BrahMos Aerospace to Provide Indian Navy With Additional Missiles
The Indian Ministry of Defence has awarded BrahMos Aerospace a contract to procure additional surface-to-surface missiles.
The contract was signed under the Make in India initiative, with an approximate value of 17 billion Indian rupees ($208 million).
India ordered the weapons to “significantly enhance the operational capability of Indian Navy fleet assets.”
Alongside bolstering the country’s naval forces, the agreement promotes indigenous production of ammunition and critical systems required by the military.
The BrahMos Missile
The BrahMos missile (PJ-10) is a short-range supersonic weapon manufactured by India and Russia.
The ramjet-powered weapon can be used as an anti-ship or land attack cruise missile.
It has a launch weight of 2,200 to 3,000 kilograms (2.4 to 3.3 tons) and can travel 300 to 500 kilometers (186 to 311 miles).
The BrahMos has a speed of Mach 2 (2,450 kilometers/1,520 miles per hour) and is equipped with an internal navigation system and GPS for evading tracking and interception.
India sold PJ-10s to Vietnam in 2016 following its acceptance for the Missile Technology Control Regime (MTCR), a multinational export control group overseeing the limitation of missiles and related technologies.

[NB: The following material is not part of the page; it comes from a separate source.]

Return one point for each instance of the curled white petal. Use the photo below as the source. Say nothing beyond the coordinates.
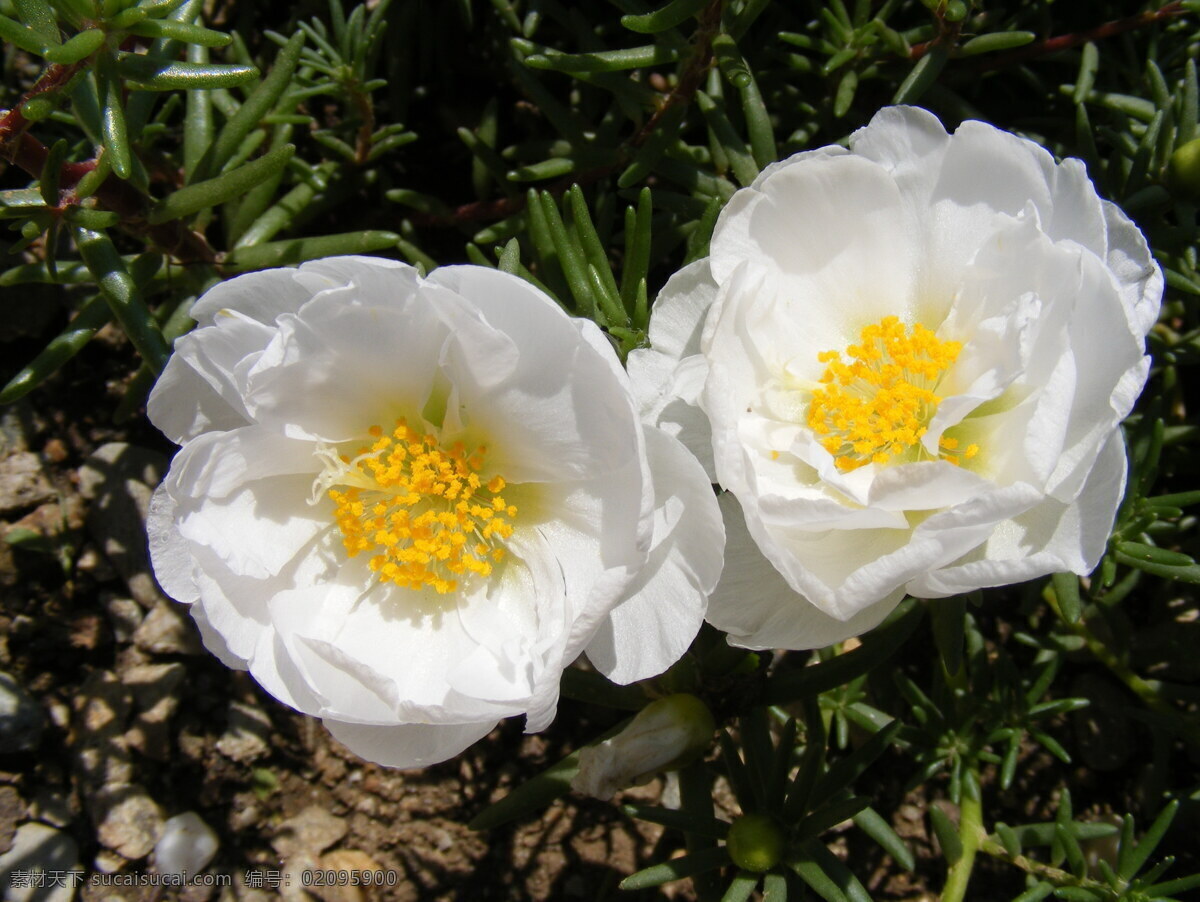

Through the MTCR, the range of BrahMos missile variants sold overseas was reduced to 290 kilometers (180 miles).
The PJ-10’s successor, the BrahMos II, is a hypersonic cruise missile with a speed of Mach 8 (9,800 kilometers/6,100 miles per hour) with an operational range of 1,000 kilometers (629 miles).
BrahMos Aerospace in the Philippines
Earlier this year, BrahMos Aerospace received a contract to deliver the Indian-made missiles to the Philippine Navy.
The $375 million contract was signed to bolster the Philippines’ onshore anti-ship assets amid Chinese incursions in the West Philippine Sea.